My sister and her family are moving from gentrified East Brighton to the wilds of Cheltenham. They bought a house there on a huge block of land, with a pool in the backyard. They don’t expect to keep the pool (what, in this day and age, and with Waves about 5 minutes’ walk away?) but hopefully we’ll get to have at least one Christmas pool party there.
So they had to sell their little place in East Brighton.
My sister has a lot of experience in marketing, and her husband Adrian had applied his architect’s touch to the renovation. A nice spot in a quiet street in a blue chip suburb, close to the shops and the tram (too far from the train for my liking, but oh well) meant if they played their cards right, it’d be a winner.
So they worked hard. Adrian put lots of finishing touches on the place over the last few weeks. My sister looked closely at the marketing options provided by the real estate agent, and tweaked them, as well as working out an incentive scheme for the agent. If they did well, there’d be a cash bonus. If they did really well, there’d be dinner at the Flower Drum.
I had to chuckle when I saw the ads for the place. Half the furniture had been hidden in the garage to make it look bigger and cleaner; every photo had all the lights blazing away; and despite the pictures being taken during a week of rain, the sky was miraculously blue. It looked terrific — but quite different to the house I knew.
The marketing went ahead. Web (of course), and adverts in selected editions of The Age and the local papers. Three times a week there was frantic cleaning in preparation for the Opens. But by the end, they were fairly happy that their demographic (the people looking for that type of property in that area) had been reached, and there did appear to be genuine interest.
Auction day came last Saturday, and my sister was on tenterhooks. Would people show up? Would they bid? Would it pass in?
I was nearby-ish, having brunch with friends, watching the phone for SMS updates as the auction progressed.
The bids started. The price went up. And up. And up.

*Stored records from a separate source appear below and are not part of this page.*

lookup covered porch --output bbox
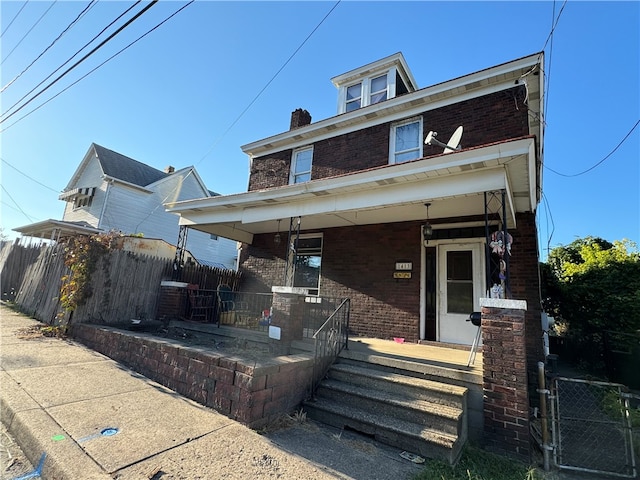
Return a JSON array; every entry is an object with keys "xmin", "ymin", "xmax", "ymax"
[{"xmin": 166, "ymin": 137, "xmax": 539, "ymax": 346}]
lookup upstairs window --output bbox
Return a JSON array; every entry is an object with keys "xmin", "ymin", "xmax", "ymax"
[
  {"xmin": 289, "ymin": 147, "xmax": 313, "ymax": 184},
  {"xmin": 369, "ymin": 75, "xmax": 387, "ymax": 105},
  {"xmin": 340, "ymin": 73, "xmax": 390, "ymax": 113},
  {"xmin": 346, "ymin": 83, "xmax": 362, "ymax": 112},
  {"xmin": 389, "ymin": 118, "xmax": 422, "ymax": 163}
]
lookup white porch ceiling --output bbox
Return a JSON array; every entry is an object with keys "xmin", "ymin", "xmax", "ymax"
[{"xmin": 165, "ymin": 138, "xmax": 537, "ymax": 243}]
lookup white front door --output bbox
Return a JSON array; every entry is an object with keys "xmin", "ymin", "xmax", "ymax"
[{"xmin": 438, "ymin": 243, "xmax": 484, "ymax": 345}]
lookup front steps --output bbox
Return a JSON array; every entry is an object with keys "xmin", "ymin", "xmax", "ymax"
[{"xmin": 304, "ymin": 358, "xmax": 468, "ymax": 464}]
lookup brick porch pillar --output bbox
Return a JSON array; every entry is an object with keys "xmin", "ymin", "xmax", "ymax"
[
  {"xmin": 269, "ymin": 287, "xmax": 307, "ymax": 355},
  {"xmin": 480, "ymin": 298, "xmax": 531, "ymax": 462}
]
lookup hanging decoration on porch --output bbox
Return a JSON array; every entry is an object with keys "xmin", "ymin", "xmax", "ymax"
[
  {"xmin": 489, "ymin": 230, "xmax": 513, "ymax": 298},
  {"xmin": 489, "ymin": 230, "xmax": 513, "ymax": 258}
]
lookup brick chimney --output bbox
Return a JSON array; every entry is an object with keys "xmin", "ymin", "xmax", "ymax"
[{"xmin": 289, "ymin": 108, "xmax": 311, "ymax": 130}]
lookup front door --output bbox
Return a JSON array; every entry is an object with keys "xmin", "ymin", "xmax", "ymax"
[{"xmin": 438, "ymin": 243, "xmax": 484, "ymax": 345}]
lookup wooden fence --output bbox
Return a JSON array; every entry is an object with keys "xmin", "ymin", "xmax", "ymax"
[{"xmin": 0, "ymin": 242, "xmax": 240, "ymax": 324}]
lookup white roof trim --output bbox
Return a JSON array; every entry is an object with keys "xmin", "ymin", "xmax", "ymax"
[{"xmin": 241, "ymin": 54, "xmax": 541, "ymax": 157}]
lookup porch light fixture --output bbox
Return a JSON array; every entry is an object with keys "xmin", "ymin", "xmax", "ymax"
[
  {"xmin": 422, "ymin": 203, "xmax": 433, "ymax": 245},
  {"xmin": 273, "ymin": 219, "xmax": 282, "ymax": 245}
]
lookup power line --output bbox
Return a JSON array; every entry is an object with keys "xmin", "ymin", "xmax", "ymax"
[
  {"xmin": 0, "ymin": 157, "xmax": 60, "ymax": 194},
  {"xmin": 0, "ymin": 0, "xmax": 142, "ymax": 111},
  {"xmin": 0, "ymin": 0, "xmax": 29, "ymax": 38},
  {"xmin": 196, "ymin": 0, "xmax": 341, "ymax": 165},
  {"xmin": 0, "ymin": 0, "xmax": 58, "ymax": 65},
  {"xmin": 0, "ymin": 0, "xmax": 158, "ymax": 123},
  {"xmin": 0, "ymin": 0, "xmax": 195, "ymax": 133},
  {"xmin": 0, "ymin": 0, "xmax": 102, "ymax": 94},
  {"xmin": 0, "ymin": 185, "xmax": 33, "ymax": 223},
  {"xmin": 544, "ymin": 120, "xmax": 640, "ymax": 178}
]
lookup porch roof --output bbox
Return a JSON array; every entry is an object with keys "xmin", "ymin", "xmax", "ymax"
[{"xmin": 165, "ymin": 137, "xmax": 539, "ymax": 243}]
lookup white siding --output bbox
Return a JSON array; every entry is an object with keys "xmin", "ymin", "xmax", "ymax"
[
  {"xmin": 62, "ymin": 158, "xmax": 107, "ymax": 228},
  {"xmin": 94, "ymin": 172, "xmax": 237, "ymax": 269}
]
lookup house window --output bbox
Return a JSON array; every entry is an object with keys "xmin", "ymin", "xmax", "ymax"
[
  {"xmin": 389, "ymin": 118, "xmax": 422, "ymax": 163},
  {"xmin": 289, "ymin": 147, "xmax": 313, "ymax": 184},
  {"xmin": 369, "ymin": 75, "xmax": 387, "ymax": 105},
  {"xmin": 447, "ymin": 250, "xmax": 473, "ymax": 314},
  {"xmin": 73, "ymin": 196, "xmax": 93, "ymax": 210},
  {"xmin": 346, "ymin": 83, "xmax": 362, "ymax": 112},
  {"xmin": 338, "ymin": 70, "xmax": 395, "ymax": 113},
  {"xmin": 293, "ymin": 235, "xmax": 322, "ymax": 295}
]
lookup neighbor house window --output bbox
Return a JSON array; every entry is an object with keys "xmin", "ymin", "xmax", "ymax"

At one point one of the bidders stopped bidding and burst into tears.
The price kept climbing.
When all was said and done, it was an outstanding result. Frankly, more than I’d have paid for it. 78% more than it had been bought for — though taking into account the cost of improvements, “only” about 47% profit in about three years.
It shows the value of having the renovation done by an architect and the campaign designed by a marketing expert!
Immediately after the auction, and before signing, the buyer was a little uneasy, and tried to negotiate for a couple of extras to be thrown in. Dishwasher? Yeah okay. That lovely (and expensive) plant in the backyard? No way! (Agent: Sorry, it’s an anniversary present.) What about those bookshelves? Pah, that’s our furniture. We’re taking it with us. (Agent: You know that’s just an Ikea Billy…)
Eventually everyone signed on the dotted line.
The agent was evidently so pleased she put two “Sold” stickers on the board.
And yes, she will get her Flower Drum dinner.